LeBron lleva 100 partidos y va a batir, con 104 como mínimo, su récord en una temporada. Va a jugar su novena Final cuando solo tres franquicias tienen más en total: los inalcanzables Lakers y Celtics y los Warriors, que llegan a diez precisamente en esta de 2018. Y la octava seguida, lo que proyecta su sombra hacia los Celtics de Bill Russell, hace seis décadas. Es el máximo anotador de unos playoffs antes de las Finales por encima del Hakeem Olajuwon de 1995 (612 puntos por 594). Aquellos Rockets, por cierto, son el único equipo que siendo como máximo cuarto de la Regular Season ganó el anillo. El precedente al que puede aferrarse LeBron y el que inspiró la mítica frase de Rudy Tomjanovich: “Nunca subestimes el corazón de un campeón. En paz con lo que le rodea, LeBron aterriza en las Finales reconociendo que sintió que estos Cavs podrían quedarse incluso fuera de los playoffs, por consenso su peor acompañamiento a la lucha por título desde el equipo que perdió 4-0 con los Spurs en 2007 (Larry Hughes, Pavlovic, Gibson, Gooden, Ilguauskas, Varejao…). Y que la temporada había sido como un paso por Cedar Point, el gran parque de atracciones de Ohio: “Subidas, bajadas, idas y venidas, rosas, espinas en las rosas…”.

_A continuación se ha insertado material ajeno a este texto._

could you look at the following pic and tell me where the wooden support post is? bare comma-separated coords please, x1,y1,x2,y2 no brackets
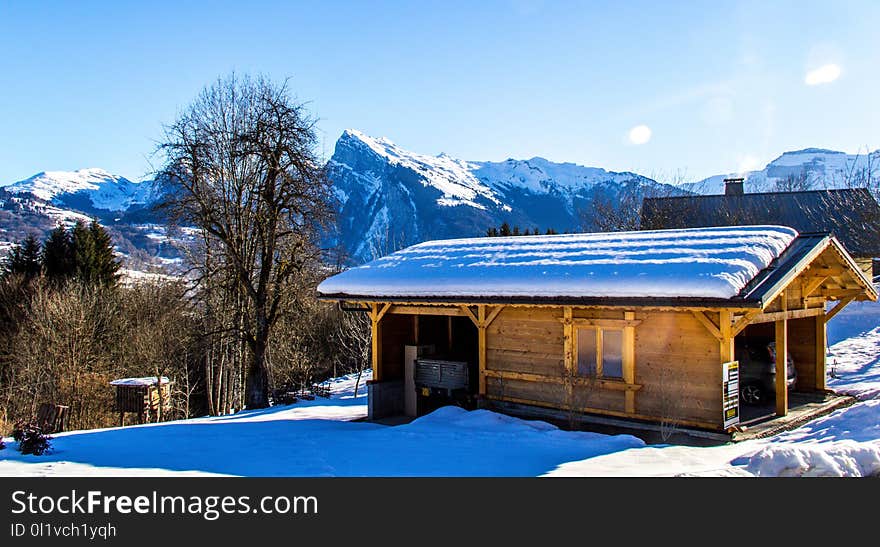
478,305,487,397
413,315,419,346
719,310,734,362
370,303,385,382
562,307,574,408
623,311,636,414
775,317,788,416
815,312,827,391
447,316,452,352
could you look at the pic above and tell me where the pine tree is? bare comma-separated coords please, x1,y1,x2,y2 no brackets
4,234,42,279
512,226,521,236
72,220,97,284
499,222,511,237
42,225,74,281
523,228,531,236
88,220,121,286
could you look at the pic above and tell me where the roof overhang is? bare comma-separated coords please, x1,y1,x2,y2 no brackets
741,233,877,307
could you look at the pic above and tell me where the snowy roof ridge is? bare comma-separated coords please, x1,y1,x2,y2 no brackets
317,225,800,302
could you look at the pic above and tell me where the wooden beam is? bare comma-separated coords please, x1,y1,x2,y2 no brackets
775,317,788,417
815,313,827,391
460,305,479,327
692,311,722,341
561,318,643,328
802,275,828,298
807,265,845,277
820,288,865,299
387,305,465,317
478,305,487,397
731,310,760,337
748,307,825,324
413,315,419,346
484,305,505,328
622,311,636,414
825,295,857,323
483,369,642,391
374,302,392,323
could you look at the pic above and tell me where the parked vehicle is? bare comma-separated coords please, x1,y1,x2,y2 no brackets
735,339,797,406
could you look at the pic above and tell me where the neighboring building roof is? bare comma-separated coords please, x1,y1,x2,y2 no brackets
317,225,829,306
641,188,880,258
110,377,170,387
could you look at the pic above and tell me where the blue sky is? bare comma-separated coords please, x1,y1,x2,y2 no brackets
1,0,877,184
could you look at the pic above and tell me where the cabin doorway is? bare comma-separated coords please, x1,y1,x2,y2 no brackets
411,315,479,415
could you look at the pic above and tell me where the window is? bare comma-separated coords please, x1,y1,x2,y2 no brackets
576,327,624,379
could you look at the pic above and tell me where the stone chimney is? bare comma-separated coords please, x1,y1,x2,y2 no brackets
724,177,744,196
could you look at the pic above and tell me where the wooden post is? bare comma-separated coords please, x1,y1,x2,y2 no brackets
371,303,383,382
447,316,452,352
477,305,487,397
562,307,574,408
719,310,733,362
815,312,827,391
775,317,788,416
623,311,636,414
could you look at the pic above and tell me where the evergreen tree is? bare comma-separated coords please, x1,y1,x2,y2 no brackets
486,227,499,237
545,228,557,235
42,225,74,281
4,235,42,279
512,226,521,236
72,220,97,283
499,222,511,237
523,228,531,236
88,220,121,286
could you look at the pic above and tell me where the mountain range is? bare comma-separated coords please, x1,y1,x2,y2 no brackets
1,131,877,268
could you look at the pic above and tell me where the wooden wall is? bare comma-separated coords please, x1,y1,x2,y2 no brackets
380,314,414,381
483,306,723,429
788,315,819,391
632,311,721,426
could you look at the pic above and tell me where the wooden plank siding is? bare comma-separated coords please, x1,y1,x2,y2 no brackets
483,306,724,429
788,315,819,392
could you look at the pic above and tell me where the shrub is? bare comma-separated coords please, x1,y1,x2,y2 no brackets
12,421,52,456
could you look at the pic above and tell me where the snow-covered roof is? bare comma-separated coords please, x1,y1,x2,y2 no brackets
110,376,170,387
317,226,799,302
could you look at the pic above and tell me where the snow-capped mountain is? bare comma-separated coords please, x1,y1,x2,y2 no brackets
3,168,158,213
0,169,174,271
328,129,677,262
2,132,877,271
681,148,880,195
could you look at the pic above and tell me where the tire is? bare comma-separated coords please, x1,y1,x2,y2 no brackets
740,382,766,406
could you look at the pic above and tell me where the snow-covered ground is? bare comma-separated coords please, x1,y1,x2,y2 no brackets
3,301,880,477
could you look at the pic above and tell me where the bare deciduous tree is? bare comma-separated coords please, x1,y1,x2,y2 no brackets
159,74,334,409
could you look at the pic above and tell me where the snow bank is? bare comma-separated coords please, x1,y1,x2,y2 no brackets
318,225,798,299
745,441,880,477
742,400,880,477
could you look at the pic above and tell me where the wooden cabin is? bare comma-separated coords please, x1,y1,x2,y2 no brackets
318,226,876,432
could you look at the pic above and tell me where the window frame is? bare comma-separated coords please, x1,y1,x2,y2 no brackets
575,325,625,380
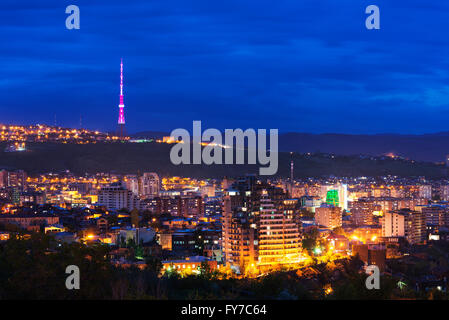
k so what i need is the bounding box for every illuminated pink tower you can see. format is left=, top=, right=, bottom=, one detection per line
left=117, top=58, right=126, bottom=138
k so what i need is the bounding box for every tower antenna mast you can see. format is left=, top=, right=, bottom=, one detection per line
left=117, top=58, right=126, bottom=138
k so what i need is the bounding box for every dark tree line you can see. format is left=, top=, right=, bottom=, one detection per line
left=1, top=234, right=445, bottom=300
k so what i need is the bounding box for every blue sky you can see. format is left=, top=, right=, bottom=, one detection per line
left=2, top=0, right=449, bottom=134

Este LeBron que reta a los Warriors aparentemente sin opciones demasiado reales es el LeBron preferido por mucha gente, como si hiciera falta un rival así para justificar un apoyo que en realidad tiene que ver con acabar apreciando en plenitud lo que aborrecían cuando se fue a Miami o cuando hacía el ganso en sus primeros viajes con el Team USA. Es un LeBron elevado a los altares, consciente de lo que ha llegado a significar como jugador, capaz de completar una profecía que le puso en el ojo de América, literalmente, cuando era todavía un niño. El LeBron que juega con su hija a pie de pista, que se aísla solo y envuelto en hielo después de victorias que le exigen un precio que casi ningún otro jugador podría pagar. No en esta era de baloncesto en la que ha jugado 168 partidos de playoffs desde 2011, en su travesía de ocho años sin faltar a las Finales: 2095 días entre el séptimo Lakers-Celtics de 2010 (el 78% de los 540 jugadores de la NBA ni habían llegado a la liga) y el primer Warriors-Cavaliers de hoy. Ese LeBron que es un kaiju en la pista, Godzilla salido del infierno, y un deportista ejemplar y vulnerable fuera de ella. El jugador que tenía un trono hecho a medida pero que lo dejó atrás para alcanzar, precisamente ahora y cuando en realidad tendría que estar caminando un declive que parece no llegar nunca, un lugar mucho más elevado: los altares de la NBA, los huesos de la historia del juego. Aunque pierda estas Finales o precisamente porque es muy, muy probable que las pierda.

LeBron James con su hija Zhuri en 2016.